It has been observed that the strength of directional forces depends on the nature and polarity of the donor and acceptor groups. Enhancement of hydrogen-bond strength by resonance or ionic charge has long been recognized (Ferretti et al., 2004; Ward, 2005; Kojić-Prodić & Molčanov, 2008, and references therein). The protonated form of benzamidine appears to be a very promising building block in supramolecular chemistry because its multiple hydrogen-bond donors can interact with anions having multiple acceptor sites, such as carboxylates. Although it is difficult to predict the formation of a hydrogen bond between a potential donor D—H group and a potential acceptor A in a given system, a probability of formation (Pm) can be defined. This is the fraction of D—H···A hydrogen bonds (or hydrogen-bond arrays) out of the total number of such hydrogen bonds that could be formed. From the probabilities of formation of 75 bimolecular ring motifs that have been determined (Allen et al., 1999), the rather poor performance of the amidinium–carboxylate heterodimer (Pm = 0.51) can be explained by strong competition of alternative motifs. In contrast, in the case of salts containing the benzamidinium cation, although only a few structures have been reported, the R22(8) (Etter et al., 1990; Bernstein et al., 1995; Motherwell et al., 1999) one-dimensional heterosynthon with carboxylate or other oxygenate anions predominates (Kratochvíl et al., 1987; Portalone, 2008a; Kolev et al., 2009). These acid–base complexes are usually arranged in a dimeric motif, similar to that found in carboxylic acid dimers, via N+—H···O- (±)-charge-assisted hydrogen bonds (CAHB) (Gilli & Gilli, 2009), provided that Δpka [Δpka = pka(base) - pka(acid), where the pka are for aqueous solutions] is sufficiently large. The value of Δpka is often used to predict whether a salt or co-crystal can be expected for two components (Johnson & Rumon, 1965; Childs et al., 2007), but some exceptions have been reported (Herbstein, 2005; Molčanov & Kojić-Prodić, 2010). A value of Δpka < 0 is generally considered to be associated with systems that form co-crystals, Δpka > 3 results in salts, while 0 < Δpka < 3 can produce co-crystals, salts or mixed ionization complexes.

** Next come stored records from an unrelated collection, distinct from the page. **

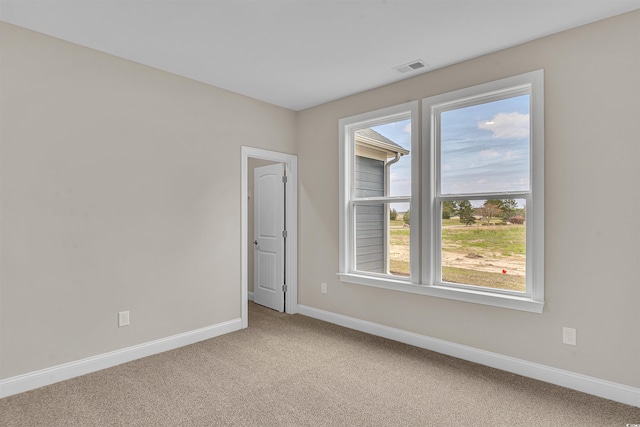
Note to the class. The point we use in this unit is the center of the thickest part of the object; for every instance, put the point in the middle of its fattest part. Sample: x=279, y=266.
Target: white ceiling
x=301, y=53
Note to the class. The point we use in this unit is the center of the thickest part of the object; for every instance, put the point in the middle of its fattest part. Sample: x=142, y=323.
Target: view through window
x=484, y=160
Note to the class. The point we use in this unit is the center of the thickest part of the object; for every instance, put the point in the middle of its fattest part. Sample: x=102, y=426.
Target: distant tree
x=490, y=209
x=449, y=209
x=465, y=212
x=509, y=209
x=393, y=214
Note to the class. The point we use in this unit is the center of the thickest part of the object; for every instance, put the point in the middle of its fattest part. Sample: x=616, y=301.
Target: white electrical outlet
x=569, y=336
x=123, y=318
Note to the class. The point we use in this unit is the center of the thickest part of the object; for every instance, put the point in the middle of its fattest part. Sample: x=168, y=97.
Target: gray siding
x=370, y=232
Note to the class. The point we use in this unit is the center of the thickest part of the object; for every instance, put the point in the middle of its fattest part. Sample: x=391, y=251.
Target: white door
x=269, y=236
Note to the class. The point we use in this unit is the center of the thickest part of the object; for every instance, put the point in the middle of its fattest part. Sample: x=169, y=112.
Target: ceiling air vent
x=412, y=66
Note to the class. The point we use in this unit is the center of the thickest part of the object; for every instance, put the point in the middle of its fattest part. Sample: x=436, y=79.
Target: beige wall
x=117, y=185
x=592, y=237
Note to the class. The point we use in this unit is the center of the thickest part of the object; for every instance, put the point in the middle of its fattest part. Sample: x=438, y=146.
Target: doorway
x=290, y=163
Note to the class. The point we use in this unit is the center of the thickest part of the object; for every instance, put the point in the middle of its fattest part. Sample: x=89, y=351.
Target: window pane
x=484, y=148
x=383, y=160
x=382, y=240
x=484, y=243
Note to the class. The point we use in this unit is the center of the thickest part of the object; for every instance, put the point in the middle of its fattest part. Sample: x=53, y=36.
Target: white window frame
x=426, y=228
x=348, y=201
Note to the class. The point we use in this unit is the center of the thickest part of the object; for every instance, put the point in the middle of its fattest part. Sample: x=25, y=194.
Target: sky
x=484, y=148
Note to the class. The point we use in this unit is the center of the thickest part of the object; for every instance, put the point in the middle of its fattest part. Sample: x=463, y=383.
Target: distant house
x=374, y=155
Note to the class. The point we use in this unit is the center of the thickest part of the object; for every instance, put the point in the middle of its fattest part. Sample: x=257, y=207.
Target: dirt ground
x=514, y=265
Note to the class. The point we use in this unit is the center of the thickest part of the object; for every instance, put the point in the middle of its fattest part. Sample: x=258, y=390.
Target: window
x=477, y=185
x=376, y=188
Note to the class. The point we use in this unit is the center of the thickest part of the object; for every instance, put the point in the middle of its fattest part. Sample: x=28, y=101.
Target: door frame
x=290, y=162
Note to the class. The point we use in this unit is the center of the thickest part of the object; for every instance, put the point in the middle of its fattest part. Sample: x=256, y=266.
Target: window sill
x=473, y=296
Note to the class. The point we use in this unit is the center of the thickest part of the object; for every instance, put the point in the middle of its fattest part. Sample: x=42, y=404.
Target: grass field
x=482, y=255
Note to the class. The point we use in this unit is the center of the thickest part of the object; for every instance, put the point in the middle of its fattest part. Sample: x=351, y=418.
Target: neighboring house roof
x=371, y=138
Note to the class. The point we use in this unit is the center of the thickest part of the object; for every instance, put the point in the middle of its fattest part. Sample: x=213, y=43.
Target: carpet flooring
x=291, y=370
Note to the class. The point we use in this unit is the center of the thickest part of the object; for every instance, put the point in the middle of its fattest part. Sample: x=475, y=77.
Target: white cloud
x=507, y=125
x=489, y=154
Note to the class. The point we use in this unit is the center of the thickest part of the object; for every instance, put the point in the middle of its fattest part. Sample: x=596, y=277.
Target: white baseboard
x=36, y=379
x=606, y=389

Another possibility is offered by coupling benzamidinium cations with counterions containing the NO2 group as hydrogen-bond acceptor in complementary bimolecular (DD).(AA) heterosynthons. Although nitro groups are intrinsically poorer acceptors of hydrogen bonds than carboxylates (Gagnon et al., 2007), they form a variety of weak supramolecular synthons with different types of donors (e.g. O—H, aniline N—H, C≡C—H and C—Hal) (Robinson et al., 2000; Thallapally et al., 2003; Thomas et al., 2005). Consequently, the preference of a particular class of donor, such as the protonated analogues of benzamidine, to form symmetric motifs with nitro groups could rely on the characteristics of the hydrogen-bond donor.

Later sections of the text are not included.